3. Sensory test 5 expert panelists evaluated the deterioration over time for the above sample (single item) (1) top fragrance, (2) sharpness of aftertaste, and (3) comprehensive evaluation (Table 8, Table) 9). All the comprehensive evaluations of “aging at 5 ° C.” were “very good”. However, in the sample (single item) of “aging over 60 ° C.”, the overall evaluation of the 70 ° C. filling and the 90 ° C. filling of the container-packed coffee beverages was “dissatisfied”. The overall evaluation of the stuffed coffee drink was “OK”. Similar results were obtained for aftertaste. In addition, about the fragrance of the top, the result similar to the sharpness of aftertaste was obtained except "good" of 10 degreeC and 30 degreeC filling.

  Regarding the sample (blend product), the overall evaluation of the 70 ° C. filling and the 90 ° C. filling of the packaged coffee beverages was “Yes” at “Deterioration over 60 ° C.”, but the samples filled with 10 ° C., 30 ° C. and 50 ° C. The overall evaluation of the packaged coffee drink was “good”. As for aftertaste, containerized coffee drinks filled at 10 ° C, 30 ° C, and 50 ° C were "possible", whereas containerd coffee beverages filled at 70 ° C and 90 ° C were "dissatisfied". Met.
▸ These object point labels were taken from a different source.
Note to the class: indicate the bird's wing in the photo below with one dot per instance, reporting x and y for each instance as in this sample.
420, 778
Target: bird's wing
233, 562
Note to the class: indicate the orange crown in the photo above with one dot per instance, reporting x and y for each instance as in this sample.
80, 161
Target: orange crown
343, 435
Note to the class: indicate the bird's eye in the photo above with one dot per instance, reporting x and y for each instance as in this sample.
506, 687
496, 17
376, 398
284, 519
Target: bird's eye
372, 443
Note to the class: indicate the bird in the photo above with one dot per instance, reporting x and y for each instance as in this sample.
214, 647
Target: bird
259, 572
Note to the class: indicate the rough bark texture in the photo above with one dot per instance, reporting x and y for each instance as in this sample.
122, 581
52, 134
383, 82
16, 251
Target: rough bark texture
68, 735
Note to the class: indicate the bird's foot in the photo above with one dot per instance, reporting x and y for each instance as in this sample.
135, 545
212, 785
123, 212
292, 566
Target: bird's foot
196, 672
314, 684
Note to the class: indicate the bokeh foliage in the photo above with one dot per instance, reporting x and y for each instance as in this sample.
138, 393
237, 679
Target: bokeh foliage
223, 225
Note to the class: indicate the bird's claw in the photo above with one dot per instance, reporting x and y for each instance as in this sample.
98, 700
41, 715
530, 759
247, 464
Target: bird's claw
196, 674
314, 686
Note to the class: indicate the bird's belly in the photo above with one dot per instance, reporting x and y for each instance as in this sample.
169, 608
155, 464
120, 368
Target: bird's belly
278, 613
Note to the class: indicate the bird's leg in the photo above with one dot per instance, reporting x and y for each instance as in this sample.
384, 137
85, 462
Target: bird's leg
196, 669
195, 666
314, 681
In addition, about the fragrance of the top, the result similar to the sharpness of aftertaste was obtained except "good" of 10 degreeC and 30 degreeC filling.
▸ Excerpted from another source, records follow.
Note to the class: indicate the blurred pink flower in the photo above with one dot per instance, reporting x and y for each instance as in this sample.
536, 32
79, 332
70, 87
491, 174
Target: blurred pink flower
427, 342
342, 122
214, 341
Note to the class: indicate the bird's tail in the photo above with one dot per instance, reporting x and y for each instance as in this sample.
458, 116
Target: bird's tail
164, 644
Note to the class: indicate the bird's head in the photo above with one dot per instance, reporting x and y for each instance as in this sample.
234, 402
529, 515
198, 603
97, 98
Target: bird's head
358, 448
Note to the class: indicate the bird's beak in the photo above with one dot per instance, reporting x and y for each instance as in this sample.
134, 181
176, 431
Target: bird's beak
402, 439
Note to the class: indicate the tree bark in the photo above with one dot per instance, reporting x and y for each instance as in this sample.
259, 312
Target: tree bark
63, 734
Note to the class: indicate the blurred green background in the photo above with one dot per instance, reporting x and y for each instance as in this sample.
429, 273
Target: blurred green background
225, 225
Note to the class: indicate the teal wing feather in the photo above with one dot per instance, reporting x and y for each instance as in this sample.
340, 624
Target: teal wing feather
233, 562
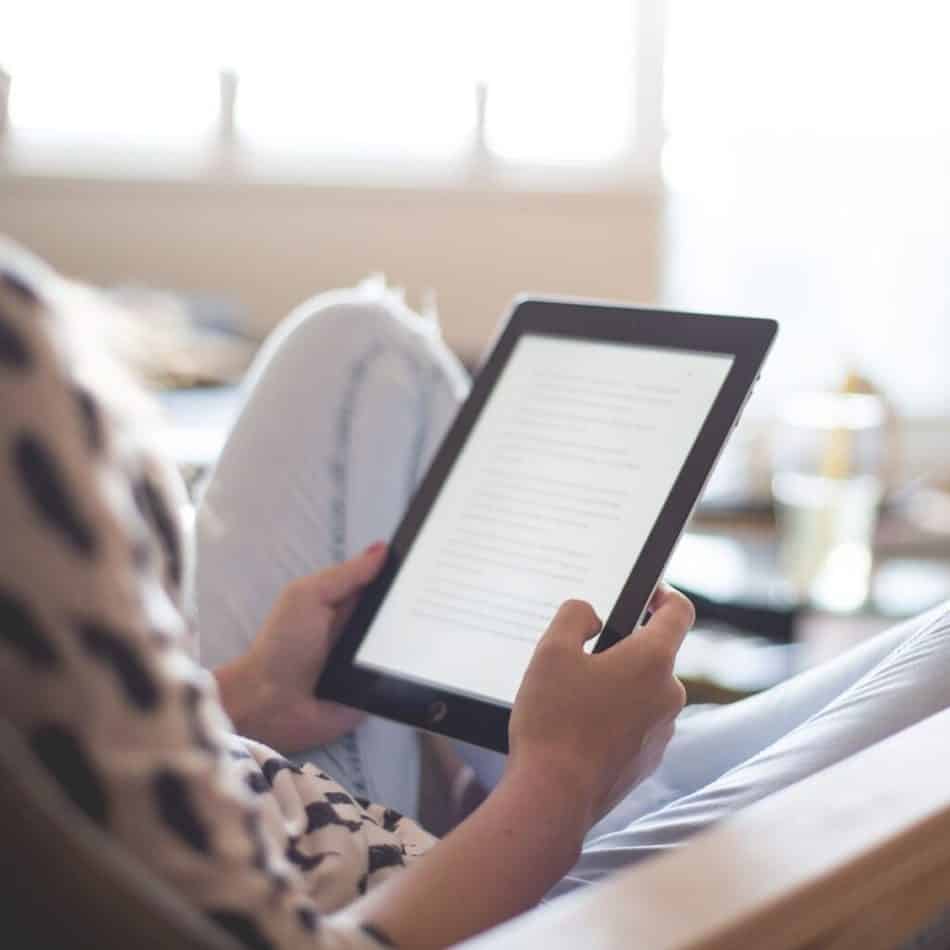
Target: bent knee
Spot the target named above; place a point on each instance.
(349, 321)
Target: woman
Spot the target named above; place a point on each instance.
(343, 409)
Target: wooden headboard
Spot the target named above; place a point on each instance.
(856, 856)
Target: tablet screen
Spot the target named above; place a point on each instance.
(553, 496)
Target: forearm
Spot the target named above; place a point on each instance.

  From the above sensory test results based on “deterioration with time 60 ° C.”, containerd coffee beverages filled with 70 ° C. and 90 ° C. are likely to deteriorate over time, whereas containerd coffee beverages filled with 10 ° C., 30 ° C. and 50 ° C. It became clear that it is hard to deteriorate over time.
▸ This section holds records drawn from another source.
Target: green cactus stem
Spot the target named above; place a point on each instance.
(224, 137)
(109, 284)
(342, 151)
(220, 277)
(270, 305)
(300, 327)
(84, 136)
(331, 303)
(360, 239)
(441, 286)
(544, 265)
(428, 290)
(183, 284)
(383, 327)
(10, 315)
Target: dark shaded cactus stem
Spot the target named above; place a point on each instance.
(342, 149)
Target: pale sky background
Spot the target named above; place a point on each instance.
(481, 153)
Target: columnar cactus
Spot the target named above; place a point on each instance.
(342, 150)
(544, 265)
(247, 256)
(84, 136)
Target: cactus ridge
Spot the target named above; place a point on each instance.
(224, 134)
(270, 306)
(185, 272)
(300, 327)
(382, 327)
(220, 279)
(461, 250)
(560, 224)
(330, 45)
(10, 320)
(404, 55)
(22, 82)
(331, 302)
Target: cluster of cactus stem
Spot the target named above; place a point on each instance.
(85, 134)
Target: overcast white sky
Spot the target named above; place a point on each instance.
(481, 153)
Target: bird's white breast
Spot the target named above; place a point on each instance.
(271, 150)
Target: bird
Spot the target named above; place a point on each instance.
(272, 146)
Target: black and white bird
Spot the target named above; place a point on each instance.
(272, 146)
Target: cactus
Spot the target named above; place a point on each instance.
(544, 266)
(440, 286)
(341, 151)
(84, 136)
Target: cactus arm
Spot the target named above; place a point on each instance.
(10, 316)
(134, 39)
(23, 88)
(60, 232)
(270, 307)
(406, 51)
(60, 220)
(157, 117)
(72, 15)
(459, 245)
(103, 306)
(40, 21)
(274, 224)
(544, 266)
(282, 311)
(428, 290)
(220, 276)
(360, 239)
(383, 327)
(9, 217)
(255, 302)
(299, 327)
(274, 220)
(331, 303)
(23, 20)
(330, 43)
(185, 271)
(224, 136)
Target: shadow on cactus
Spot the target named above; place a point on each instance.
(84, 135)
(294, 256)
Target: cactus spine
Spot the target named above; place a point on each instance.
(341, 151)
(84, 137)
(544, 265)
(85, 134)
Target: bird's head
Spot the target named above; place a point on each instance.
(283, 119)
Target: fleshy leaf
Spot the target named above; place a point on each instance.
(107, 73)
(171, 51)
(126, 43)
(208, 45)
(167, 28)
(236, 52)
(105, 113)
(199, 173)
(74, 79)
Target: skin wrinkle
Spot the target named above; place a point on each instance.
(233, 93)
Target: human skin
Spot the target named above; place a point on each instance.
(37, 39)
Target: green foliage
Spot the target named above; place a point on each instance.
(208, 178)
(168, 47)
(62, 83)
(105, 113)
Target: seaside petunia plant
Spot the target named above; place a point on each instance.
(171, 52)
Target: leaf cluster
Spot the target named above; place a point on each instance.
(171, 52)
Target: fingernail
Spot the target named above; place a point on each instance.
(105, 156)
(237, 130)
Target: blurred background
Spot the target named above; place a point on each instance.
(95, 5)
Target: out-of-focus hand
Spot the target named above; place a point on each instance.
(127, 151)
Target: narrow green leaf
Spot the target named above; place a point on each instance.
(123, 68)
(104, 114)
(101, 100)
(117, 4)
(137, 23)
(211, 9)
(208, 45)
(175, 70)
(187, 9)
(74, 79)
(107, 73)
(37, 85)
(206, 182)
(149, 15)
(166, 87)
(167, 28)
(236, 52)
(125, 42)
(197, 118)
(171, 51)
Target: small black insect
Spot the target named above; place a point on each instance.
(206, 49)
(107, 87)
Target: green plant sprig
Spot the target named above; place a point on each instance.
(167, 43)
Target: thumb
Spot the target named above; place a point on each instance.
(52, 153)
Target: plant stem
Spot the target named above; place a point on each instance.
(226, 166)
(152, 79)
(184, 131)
Here, in consideration of the combination of the residual amount result of the fragrance component and the sensory test result, the container-filled coffee drink filled with 70 ° C. and 90 ° C. is 3 of 2-methylfuran, 2-methylbutanal, and 3 methylbutanal. It has been found that the components are reduced as compared to 10 ° C, 30 ° C and 50 ° C filled container coffee beverages, and are likely to deteriorate over time. On the other hand, container-packed coffee beverages filled at 10 ° C., 30 ° C., and 50 ° C. contain many three components of 2-methylfuran, 2-methylbutanal, and 3 methylbutanal, and the deterioration over time is suppressed. I found out. This proves that there is a correlation between the residual amount of 2-methylfuran, 2-methylbutanal and 3-methylbutanal and deterioration over time.

Claims (3)

A method for producing a containerized coffee beverage characterized by suppressing deterioration of aroma components by filling a container with a liquid temperature of a coffee beverage within a range of 10 to 70 ° C. 2. The method for producing a packaged coffee beverage according to claim 1, wherein the aromatic component is one or more selected from the group consisting of 2-methylfuran, 2-methylbutanal and 3-methylbutanal. . A method for suppressing deterioration of a container-packed coffee beverage, wherein the container is filled with a liquid temperature of the coffee beverage within a range of 10 to 70 ° C.